= Agricultural astrology =

Electional astrology for horticulture

Agricultural astrology, a type of electional astrology for gardening and for horticulture, advises scheduling the planting, cultivating and harvesting of crops based on moon phases and on astrological signs. Agricultural astrology, a pseudoscience, is often referred to as "planting by the signs" because of its reliance on astrological signs for planting, cultivating and harvesting.

The Old Farmer's Almanac regularly features a "planting by the signs" section.

== History ==

Agricultural astrology is one of the oldest forms of astrology. It was probably one of the first use humans made of lunar cycles. Evidence of its practice dates back thousands of years to the ancient peoples of the Nile and Euphrates River valleys. Farmers of these civilizations planted by the Moon's phase and its sign in the zodiac. There is a lack of scientific evidence proving the beneficial effects of astrological gardening. A few studies have been conducted, but "none of this has been conclusively proven or disproved by modern science".

== Other uses ==

Although agricultural astrology is primarily used as a guide for growing crops, it also has been applied to the practice of animal husbandry. For example, agricultural astrology encourages poultry farmers to set up their chicken's eggs to hatch when it is a new moon and in a "fruitful" sign. It claims that chicks hatched during this time grow faster and produce more offspring.

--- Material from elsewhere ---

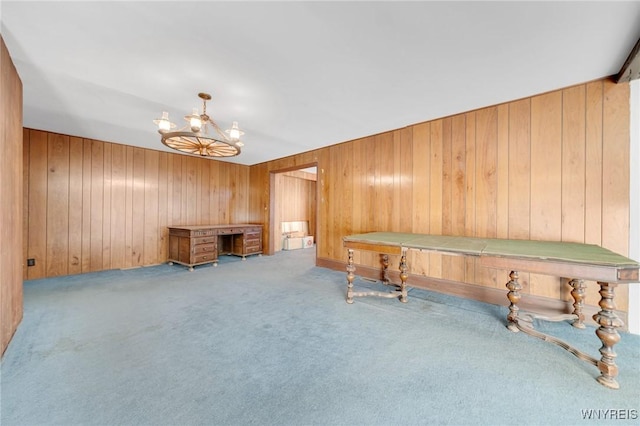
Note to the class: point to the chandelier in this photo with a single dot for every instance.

Moon gardeners maintain that not only is science on their side, but also that the results are plain to see. According to the theory, plants that are sown in the few days before a full moon become stronger and more productive. The moon gardeners claim that the gravitational force of the full moon affects the level of groundwater in the soil, just as it does the level of the oceans. The phases of the moon do not correspond to the distance of the Moon's orbit around the Earth, and hence are not indicators of the strength of the Moon's gravitational pull. Instead, apogee and perigee of the Moon's orbit are what determines the Moon's distance to the Earth. Also, the increase in moonlight between the new moon and full moon (waxing phase) are thought to stimulate leaf growth, when the light decreases between the full moon and new moon (waning phase) the plant's energy is then thought to be focused on the roots. Each astrological sign has its own corresponding element (earth, air, fire, water) and the most favorable times for planting above ground leafy crops is said to be when the Moon is in the leaf/water signs (Cancer, Pisces, Scorpio) and the underground root crops when the Moon is in the root/earth signs (Capricorn, Taurus, Virgo).

One sources of this methodology is the annual Farmers' Almanac, which bases its Gardening by the Moon Calendar on the concept of agricultural astrology.